The Escapement
A father wrangles with his impending grief in a steampunk, Wild West alternate universe in Lavie Tidhar’s dazzling novel The Escapement.
There was once a boy so beloved that his father delighted in every memory they shared, from holding him when he was born, to trips to the circus, to nights spent reading fantastical tales together. But the boy got sick, and none of the dreams they’d dreamed together seemed capable of saving him. In his dismay, his father slipped into the Escapement, a feverish place where fantasies are twisted and wars between near gods rage. There, as the Stranger, he roams the land, looking for a path to the Mountains of Darkness, where it’s rumored that a flower grows that’s capable of reversing death.

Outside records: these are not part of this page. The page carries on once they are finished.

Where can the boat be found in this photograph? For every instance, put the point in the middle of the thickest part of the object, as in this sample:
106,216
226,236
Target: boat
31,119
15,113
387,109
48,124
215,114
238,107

The Escapement comes to seem dual parts an allegory for the evasive phantasms that people hold most dear—including boundless excitement; including immortality—and a mythology-attuned gamer’s paradise. Here, ants scurry through glass arms that are the remnants of impossible wars; the earth yawns open for foggy miners who seek mind-bending substances—the stuff the world is made of. People drink potions that allow them to skip sideways, between worlds; people drink potions that permit them to forget. Clowns roam the lands, simultaneously feared and misunderstood, as do figures from the tarot; circus performers, who filled more mundane roles before that, transform themselves into tyrants and thieves. Shadows twist and expand, and ghosts drift by like mists. Through this sometimes hellish landscape, the Stranger presses on, believing that he has no choice.
Those who enter the Escapement should strap themselves in for horrors and wonders galore. Filled with contorted fairy tales, myths, and familiar stories, Lavie Tidhar’s latest novel is both a fantastical diversion and a moving articulation of deep parental love.